13 settembre 2023 15:40

La devastazione causata dal passaggio del ciclone Daniel sulla Libia orientale, tra il 9 e l’11 settembre, è senza fine. La città di Derna, in parte distrutta dall’acqua, ne è il simbolo. Il bilancio definitivo delle vittime non è ancora definitivo ed è in costante aumento.

Nella Libia divisa, il governo orientale della Cirenaica non è riconosciuto dalla comunità internazionale, e sostiene che ci siano migliaia di morti solo a Derna, un comune di quasi centomila abitanti. La Croce rossa e la Mezzaluna rossa affermano che i dispersi sono diecimila e il numero dei morti è “enorme”. “Il mare riporta a riva costantemente dozzine di cadaveri”, ha detto Hichem Abu Chkiouat, ministro dell’aviazione civile nell’amministrazione che governa la Libia orientale.

“Finora abbiamo contato più di 5.300 morti e il numero è destinato ad aumentare in modo significativo e potrebbe addirittura raddoppiare perché sono disperse migliaia di persone”, ha aggiunto. Ma non ci sono di fatto giornalisti indipendenti nella zona, quindi è molto complicato avere dati precisi.

L’acqua ha trascinato un numero imprecisato di corpi, disperdendoli tra le macerie o spingendoli verso il mar Mediterraneo, su cui la città si affaccia. Le immagini di questi cadaveri, avvolti in spesse coperte trasformate in sacchi per i morti, confermano la portata del disastro. E non mancano le prime fosse comuni.

Un’ondata di fango

A Derna in poche ore sono caduti più di quattrocento millimetri di pioggia, l’equivalente di un anno e mezzo di precipitazioni, e due dighe a monte della città sono crollate. I testimoni descrivono un’ondata di acqua e fango alta diversi metri che ha spazzato via dodici ponti, dighe ed edifici a più piani costruiti lungo il Wadi Derna, il corso d’acqua che attraversa la città.
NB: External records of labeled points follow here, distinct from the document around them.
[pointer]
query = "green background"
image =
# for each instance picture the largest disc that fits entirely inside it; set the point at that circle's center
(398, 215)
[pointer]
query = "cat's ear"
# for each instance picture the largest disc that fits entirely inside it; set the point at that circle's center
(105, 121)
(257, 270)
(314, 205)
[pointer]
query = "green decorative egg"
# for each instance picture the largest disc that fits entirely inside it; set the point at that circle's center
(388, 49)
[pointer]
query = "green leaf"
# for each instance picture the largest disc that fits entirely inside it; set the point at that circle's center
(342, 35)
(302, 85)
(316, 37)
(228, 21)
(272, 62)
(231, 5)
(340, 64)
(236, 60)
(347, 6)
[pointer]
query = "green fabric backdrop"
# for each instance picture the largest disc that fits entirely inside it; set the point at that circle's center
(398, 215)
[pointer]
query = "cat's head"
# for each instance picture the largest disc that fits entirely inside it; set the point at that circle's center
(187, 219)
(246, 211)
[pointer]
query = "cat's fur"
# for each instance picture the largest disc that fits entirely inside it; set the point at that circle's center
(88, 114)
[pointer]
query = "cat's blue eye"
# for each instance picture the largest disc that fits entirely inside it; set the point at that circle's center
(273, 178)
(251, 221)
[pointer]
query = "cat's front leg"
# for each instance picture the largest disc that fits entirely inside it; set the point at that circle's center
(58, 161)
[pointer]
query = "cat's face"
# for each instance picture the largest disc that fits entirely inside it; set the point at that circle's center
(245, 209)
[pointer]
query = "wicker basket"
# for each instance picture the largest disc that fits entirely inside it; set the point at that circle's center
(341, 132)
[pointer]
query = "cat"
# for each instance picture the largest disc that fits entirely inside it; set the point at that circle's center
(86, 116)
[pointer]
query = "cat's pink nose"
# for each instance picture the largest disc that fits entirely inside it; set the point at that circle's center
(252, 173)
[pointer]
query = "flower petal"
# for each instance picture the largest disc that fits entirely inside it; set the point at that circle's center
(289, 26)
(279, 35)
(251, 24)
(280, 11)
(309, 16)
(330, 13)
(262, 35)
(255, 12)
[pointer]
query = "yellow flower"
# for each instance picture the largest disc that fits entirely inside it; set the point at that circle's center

Le dighe Al Bilad e Abu Mansur hanno cominciato a funzionare nel 1986 per controllare le esondazioni dei fiumi che in precedenza avevano già coinvolto la zona. Nel 1959 centinaia di persone morirono a causa delle alluvioni.

La portata del disastro ha spinto il consiglio presidenziale libico, riconosciuto all’estero, a chiedere “solidarietà al mondo”. La Turchia è stata la prima a rispondere, inviando la sua Autorità per la gestione dei disastri e delle emergenze (Afad). Il 12 settembre all’alba un aereo militare è partito da Ankara per Benina, vicino a Bengasi, la seconda città del paese, con a bordo soccorritori, veicoli e imbarcazioni di salvataggio. Nel corso della giornata sono seguiti altri due voli. Sono arrivati ​​anche i soccorritori dagli Emirati Arabi Uniti.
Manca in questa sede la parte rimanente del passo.